Climate change and human influences are widely investigated. However, the processes of aerosol-cloud interactions are still not adequately known and the associated lack of knowledge causes uncertainties in climate change prediction. Therefore this study presents different approaches to investigate those interactions, in particular the Twomey-effect, which states that an increase in aerosol loading leads to an increase in cloud drop number density and a decrease in cloud drop effective radius, considering constant liquid water path.

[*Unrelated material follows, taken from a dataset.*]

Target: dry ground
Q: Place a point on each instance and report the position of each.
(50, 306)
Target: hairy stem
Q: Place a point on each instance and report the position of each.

The data analysed was obtained during the ASCII campaign 2016 at Ascension Island. Cloud and aerosol measurements were done by an ultra-violet (UV) lidar during the month September 2016. The cloud microphysical properties - cloud drop number density and cloud drop effective radius - were retrieved using the cloud property inversion retrieval algorithm. The cloud effective radius varied between 1.88 and 4.48 $\mu m$. The cloud drop number density had values in the range of 228-1690 $cm^{-3}$. Furthermore, the total aerosol profiles for clear sky scenes and the aerosol profiles below clouds were retrieved, solving the boundary-value-problem using the ’Klett’ approach. For the aerosol profiles below clouds an extra factor was introduced, accounting for multiple
scattering inside the clouds. The aerosol loading arrived at Ascension Island came mainly from the South (Atlantic Ocean) in the lower 1200m or from the East (African continent, biomass burning events) above 1200m. The aerosol-cloud interactions were examined for both the clear sky and the below cloud aerosols with the cloud properties. Both approaches gave evidence for the Twomey-effect.
Those results suggest that the UV-lidar is a suitable instrument for investigation of aerosol-cloud interactions. Future projects can use those approaches to gain more knowledge over the interactions, enabling a major improvement of climate change predictions.